Sugar&Milk

「ああいう子って?」

私が聞くと武藤くんは「なんか気が強そう」と答える。それを聞いて武藤くんにまで愛想がないことがばれてるよ、と心の中で彼女に反撃してしまう。

「最初は俺も顔以外好みじゃないって思ってたけどね。だんだん良い子だって分かったから」

相沢さんが良い子?
疑問に思うのは相沢さんに失礼かもしれないけど、過去数回の私への態度を思うと山本が相沢さんを良い子と言うことに納得できない。

駅の建物の中に入ると自然と視線は改札前のカフェに移る。今日は瑛太くんがいないことは分かっていても店内を見てしまう癖は抜けない。
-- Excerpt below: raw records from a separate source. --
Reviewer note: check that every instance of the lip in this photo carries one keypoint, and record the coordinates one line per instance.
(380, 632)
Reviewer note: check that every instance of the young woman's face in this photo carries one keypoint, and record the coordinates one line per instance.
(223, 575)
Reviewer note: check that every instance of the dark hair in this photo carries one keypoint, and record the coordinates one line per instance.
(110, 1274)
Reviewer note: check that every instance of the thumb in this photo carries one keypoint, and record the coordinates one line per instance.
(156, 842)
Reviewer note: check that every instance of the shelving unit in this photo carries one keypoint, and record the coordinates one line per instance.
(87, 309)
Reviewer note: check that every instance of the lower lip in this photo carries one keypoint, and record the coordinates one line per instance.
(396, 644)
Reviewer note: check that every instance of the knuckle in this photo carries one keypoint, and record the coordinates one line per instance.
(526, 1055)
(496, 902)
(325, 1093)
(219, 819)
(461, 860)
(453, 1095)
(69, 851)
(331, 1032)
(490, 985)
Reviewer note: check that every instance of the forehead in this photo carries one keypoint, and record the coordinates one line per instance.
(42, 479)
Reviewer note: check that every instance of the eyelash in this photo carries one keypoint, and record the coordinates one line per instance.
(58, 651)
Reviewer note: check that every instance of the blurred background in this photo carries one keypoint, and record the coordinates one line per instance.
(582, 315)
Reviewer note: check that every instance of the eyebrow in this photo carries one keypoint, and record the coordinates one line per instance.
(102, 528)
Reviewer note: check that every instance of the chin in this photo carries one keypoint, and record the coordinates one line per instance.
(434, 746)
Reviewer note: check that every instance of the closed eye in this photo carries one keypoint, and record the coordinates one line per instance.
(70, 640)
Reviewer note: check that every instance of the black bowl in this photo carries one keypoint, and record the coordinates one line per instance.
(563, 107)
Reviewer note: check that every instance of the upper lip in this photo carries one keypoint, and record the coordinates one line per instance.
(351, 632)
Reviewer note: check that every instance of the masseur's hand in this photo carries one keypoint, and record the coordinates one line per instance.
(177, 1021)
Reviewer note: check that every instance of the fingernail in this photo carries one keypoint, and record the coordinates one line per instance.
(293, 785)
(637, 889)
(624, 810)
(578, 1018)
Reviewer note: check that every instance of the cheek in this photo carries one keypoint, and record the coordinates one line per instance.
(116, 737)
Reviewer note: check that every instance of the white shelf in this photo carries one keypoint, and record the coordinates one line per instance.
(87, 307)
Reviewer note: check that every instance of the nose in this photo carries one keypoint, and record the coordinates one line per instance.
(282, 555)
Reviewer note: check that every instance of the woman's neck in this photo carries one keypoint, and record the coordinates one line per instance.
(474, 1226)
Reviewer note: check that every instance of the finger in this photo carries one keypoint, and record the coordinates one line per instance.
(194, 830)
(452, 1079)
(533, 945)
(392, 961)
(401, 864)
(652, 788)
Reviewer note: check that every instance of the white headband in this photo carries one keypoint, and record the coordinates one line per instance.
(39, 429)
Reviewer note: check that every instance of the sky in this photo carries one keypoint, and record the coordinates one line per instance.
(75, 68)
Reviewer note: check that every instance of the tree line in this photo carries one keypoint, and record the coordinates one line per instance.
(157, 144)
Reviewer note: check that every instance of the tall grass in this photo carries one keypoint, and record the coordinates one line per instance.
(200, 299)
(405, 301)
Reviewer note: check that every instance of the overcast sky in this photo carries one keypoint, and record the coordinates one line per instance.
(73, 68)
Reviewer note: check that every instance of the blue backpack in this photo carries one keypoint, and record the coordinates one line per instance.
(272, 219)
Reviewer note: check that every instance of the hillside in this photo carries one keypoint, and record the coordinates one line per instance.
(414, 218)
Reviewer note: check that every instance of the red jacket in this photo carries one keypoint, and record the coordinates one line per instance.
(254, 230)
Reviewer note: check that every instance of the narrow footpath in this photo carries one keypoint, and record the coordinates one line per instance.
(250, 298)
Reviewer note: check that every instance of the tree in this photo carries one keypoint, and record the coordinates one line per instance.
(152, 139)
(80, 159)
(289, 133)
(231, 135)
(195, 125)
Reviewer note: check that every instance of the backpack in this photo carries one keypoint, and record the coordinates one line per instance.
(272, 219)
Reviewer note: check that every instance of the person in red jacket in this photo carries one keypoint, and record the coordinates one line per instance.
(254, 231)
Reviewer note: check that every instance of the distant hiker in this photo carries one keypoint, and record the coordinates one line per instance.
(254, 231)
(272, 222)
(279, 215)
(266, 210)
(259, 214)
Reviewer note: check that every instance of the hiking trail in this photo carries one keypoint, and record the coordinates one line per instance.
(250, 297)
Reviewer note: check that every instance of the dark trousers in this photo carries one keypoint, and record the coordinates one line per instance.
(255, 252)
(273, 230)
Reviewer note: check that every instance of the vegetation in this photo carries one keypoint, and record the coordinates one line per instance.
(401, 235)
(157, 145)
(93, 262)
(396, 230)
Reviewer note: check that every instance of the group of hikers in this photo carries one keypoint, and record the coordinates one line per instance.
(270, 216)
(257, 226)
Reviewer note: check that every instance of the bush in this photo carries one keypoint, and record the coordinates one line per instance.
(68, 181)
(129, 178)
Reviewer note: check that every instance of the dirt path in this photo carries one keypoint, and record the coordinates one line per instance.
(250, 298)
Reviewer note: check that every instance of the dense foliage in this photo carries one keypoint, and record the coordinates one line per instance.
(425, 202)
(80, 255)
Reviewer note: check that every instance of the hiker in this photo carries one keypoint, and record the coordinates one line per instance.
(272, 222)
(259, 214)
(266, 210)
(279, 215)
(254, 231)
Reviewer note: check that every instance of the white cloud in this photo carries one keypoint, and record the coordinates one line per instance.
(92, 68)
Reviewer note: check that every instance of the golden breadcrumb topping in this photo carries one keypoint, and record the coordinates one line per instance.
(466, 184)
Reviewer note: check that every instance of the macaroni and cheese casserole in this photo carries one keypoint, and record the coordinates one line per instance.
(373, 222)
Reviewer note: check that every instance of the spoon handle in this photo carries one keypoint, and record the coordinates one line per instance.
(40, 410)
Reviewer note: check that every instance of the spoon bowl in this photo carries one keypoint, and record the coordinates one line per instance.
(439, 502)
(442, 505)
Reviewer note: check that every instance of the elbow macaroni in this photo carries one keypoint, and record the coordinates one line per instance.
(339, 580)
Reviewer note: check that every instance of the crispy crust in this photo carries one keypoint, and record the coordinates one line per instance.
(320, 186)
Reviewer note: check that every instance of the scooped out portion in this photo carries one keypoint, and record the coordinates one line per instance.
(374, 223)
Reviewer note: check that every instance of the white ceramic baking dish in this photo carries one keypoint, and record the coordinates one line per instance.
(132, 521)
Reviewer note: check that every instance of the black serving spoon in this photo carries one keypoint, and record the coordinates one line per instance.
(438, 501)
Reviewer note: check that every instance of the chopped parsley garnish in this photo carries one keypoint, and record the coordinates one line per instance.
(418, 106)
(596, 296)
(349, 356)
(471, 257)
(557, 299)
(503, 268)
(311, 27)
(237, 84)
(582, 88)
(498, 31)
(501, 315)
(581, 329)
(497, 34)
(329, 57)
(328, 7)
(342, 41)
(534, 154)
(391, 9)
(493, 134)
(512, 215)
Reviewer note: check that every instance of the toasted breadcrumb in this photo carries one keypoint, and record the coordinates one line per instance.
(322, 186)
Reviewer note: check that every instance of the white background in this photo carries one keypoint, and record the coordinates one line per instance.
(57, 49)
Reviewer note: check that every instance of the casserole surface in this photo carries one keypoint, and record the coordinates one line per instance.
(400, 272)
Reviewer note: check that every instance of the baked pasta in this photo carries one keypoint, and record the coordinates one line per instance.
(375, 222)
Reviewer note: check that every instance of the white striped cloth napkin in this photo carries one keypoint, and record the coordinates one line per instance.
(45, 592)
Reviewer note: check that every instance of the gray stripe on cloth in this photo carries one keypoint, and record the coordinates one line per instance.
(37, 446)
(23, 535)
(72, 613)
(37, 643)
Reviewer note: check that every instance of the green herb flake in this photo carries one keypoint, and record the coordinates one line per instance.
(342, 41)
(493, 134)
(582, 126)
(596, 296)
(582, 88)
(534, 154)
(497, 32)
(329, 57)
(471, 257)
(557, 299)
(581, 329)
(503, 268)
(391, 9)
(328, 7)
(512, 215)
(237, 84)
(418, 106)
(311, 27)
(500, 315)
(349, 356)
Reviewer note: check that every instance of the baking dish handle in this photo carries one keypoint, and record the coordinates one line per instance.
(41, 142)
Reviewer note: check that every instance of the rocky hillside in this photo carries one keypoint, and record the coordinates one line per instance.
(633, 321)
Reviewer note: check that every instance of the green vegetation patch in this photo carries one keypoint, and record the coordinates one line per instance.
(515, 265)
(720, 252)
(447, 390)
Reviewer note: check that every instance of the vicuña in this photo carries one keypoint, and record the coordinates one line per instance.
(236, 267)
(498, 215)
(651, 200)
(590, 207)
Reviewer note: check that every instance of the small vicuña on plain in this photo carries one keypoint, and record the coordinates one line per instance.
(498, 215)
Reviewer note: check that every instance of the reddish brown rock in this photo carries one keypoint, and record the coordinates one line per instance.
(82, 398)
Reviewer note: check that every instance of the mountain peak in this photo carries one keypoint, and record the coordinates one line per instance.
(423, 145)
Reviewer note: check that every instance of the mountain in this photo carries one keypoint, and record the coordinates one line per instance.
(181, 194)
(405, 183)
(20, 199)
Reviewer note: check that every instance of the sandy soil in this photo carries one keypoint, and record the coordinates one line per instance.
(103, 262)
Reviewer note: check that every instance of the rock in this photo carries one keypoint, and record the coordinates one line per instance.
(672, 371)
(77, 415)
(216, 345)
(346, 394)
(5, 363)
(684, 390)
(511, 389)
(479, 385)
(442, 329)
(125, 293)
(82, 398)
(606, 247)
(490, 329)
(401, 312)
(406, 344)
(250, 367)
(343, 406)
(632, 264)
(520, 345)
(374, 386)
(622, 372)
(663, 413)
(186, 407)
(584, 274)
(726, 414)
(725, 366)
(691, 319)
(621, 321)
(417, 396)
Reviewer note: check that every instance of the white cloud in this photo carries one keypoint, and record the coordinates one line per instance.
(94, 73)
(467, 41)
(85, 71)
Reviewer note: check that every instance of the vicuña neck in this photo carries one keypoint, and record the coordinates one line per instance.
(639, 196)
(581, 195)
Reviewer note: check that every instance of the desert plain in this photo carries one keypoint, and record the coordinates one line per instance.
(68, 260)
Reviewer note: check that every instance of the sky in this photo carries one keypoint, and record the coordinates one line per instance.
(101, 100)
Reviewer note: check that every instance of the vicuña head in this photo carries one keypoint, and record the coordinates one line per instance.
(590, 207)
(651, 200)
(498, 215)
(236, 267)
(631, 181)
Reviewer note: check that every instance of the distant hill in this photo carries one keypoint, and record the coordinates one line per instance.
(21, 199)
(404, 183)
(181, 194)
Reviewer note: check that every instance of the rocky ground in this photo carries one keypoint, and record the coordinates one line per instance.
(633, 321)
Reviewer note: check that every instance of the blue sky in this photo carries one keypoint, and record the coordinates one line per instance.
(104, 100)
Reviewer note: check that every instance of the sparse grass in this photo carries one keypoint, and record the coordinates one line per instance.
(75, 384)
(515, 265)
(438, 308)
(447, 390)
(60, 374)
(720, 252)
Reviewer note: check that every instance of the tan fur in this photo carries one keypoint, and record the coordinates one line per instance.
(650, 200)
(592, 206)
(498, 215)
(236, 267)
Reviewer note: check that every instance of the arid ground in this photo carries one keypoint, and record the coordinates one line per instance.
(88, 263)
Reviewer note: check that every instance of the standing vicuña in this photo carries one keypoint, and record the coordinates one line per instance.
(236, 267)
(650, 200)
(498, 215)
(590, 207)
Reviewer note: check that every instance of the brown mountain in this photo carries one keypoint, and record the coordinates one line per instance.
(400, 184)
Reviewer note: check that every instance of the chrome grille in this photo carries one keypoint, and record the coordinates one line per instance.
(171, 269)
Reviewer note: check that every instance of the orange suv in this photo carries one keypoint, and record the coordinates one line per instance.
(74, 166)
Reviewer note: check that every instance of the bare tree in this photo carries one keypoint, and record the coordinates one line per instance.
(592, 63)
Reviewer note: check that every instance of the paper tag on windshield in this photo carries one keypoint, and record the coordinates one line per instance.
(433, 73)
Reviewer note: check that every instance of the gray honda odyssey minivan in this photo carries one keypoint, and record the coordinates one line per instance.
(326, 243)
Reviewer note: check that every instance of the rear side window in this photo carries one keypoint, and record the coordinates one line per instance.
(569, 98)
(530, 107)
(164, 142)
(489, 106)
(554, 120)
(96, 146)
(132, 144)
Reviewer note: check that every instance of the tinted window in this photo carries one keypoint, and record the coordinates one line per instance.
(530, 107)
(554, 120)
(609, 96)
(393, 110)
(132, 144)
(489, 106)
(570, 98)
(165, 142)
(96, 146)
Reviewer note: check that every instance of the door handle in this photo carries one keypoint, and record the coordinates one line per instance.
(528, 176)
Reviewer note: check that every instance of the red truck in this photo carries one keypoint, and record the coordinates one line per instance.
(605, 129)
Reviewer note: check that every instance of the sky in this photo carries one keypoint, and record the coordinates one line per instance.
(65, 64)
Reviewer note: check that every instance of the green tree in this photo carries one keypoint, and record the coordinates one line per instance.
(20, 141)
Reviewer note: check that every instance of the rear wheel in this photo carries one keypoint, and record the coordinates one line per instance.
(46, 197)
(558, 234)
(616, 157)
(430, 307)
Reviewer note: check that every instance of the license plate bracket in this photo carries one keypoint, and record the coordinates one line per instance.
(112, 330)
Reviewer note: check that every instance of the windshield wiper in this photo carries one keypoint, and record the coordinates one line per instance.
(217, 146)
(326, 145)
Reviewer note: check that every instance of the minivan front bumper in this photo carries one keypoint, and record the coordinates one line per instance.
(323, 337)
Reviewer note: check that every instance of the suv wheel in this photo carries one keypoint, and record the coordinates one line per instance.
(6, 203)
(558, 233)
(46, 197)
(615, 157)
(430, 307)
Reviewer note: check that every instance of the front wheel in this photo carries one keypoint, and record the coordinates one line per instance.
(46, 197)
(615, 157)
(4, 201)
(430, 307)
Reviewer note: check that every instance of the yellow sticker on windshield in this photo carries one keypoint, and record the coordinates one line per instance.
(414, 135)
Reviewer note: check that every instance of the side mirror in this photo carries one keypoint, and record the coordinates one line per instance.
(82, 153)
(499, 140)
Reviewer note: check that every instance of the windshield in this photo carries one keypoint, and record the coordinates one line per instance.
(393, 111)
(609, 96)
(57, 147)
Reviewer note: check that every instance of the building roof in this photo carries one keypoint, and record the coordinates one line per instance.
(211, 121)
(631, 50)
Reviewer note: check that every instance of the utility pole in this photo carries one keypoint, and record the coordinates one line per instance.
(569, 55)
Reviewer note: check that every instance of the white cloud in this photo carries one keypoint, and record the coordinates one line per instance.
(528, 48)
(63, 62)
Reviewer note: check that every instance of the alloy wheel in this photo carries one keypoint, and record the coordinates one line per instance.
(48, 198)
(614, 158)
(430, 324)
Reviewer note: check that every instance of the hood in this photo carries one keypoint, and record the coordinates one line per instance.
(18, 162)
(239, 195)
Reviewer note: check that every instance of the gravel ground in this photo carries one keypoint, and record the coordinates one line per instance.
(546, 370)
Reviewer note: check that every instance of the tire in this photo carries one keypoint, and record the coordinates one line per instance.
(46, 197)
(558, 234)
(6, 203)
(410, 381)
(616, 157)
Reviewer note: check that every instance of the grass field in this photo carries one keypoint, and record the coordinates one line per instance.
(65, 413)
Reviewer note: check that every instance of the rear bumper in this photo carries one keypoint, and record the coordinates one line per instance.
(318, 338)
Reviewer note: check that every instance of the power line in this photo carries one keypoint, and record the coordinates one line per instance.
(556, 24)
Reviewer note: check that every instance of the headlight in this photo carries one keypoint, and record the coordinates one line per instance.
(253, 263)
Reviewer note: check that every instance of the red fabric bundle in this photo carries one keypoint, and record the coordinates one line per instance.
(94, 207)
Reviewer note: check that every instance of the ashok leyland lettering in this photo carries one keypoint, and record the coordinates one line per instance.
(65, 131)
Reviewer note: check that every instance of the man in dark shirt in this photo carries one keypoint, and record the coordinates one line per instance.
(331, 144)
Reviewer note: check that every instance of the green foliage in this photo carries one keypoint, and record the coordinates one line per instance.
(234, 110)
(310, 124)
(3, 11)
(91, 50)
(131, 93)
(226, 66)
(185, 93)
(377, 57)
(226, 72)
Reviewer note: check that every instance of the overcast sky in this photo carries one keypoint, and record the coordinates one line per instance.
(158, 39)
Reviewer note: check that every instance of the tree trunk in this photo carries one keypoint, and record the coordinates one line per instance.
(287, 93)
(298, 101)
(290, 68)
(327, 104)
そうして相沢さんがレジの前にいて接客中なのを見て慌てて視線を逸らす。瑛太くんを取られるかもしれない不安から、相沢さんに対して悪い思いしか持てないことが嫌だった。自分が心の狭い、汚い人間に思えて仕方がなかった。

山本のスマートフォンが鳴った。私たちはその場で立ち止まり山本の電話を待つことにする。すると応答した山本の顔はどんどん険しくなる。

「……ええ。今から伺います……失礼します」

通話を終えた山本は「悪い! 今から会社戻る」と私と武藤くんに謝る。

「ちょっとトラブルで。悪いけど飯は今度でいい?」

「いいよ。橘さんと行くから」

「そういえば武藤くんと二人でご飯行くの初めてかも」

武藤くんと顔を見合わせる。

「山本くんの愚痴でも言い合おうか」

「愚痴でも褒めでも何でもいいから、今日はごめん! またな!」

山本は早足で会社への道を戻っていった。私と武藤くんは何を食べようか相談しながら改札を抜けた。最後までカフェの中を見ないように意識しながら。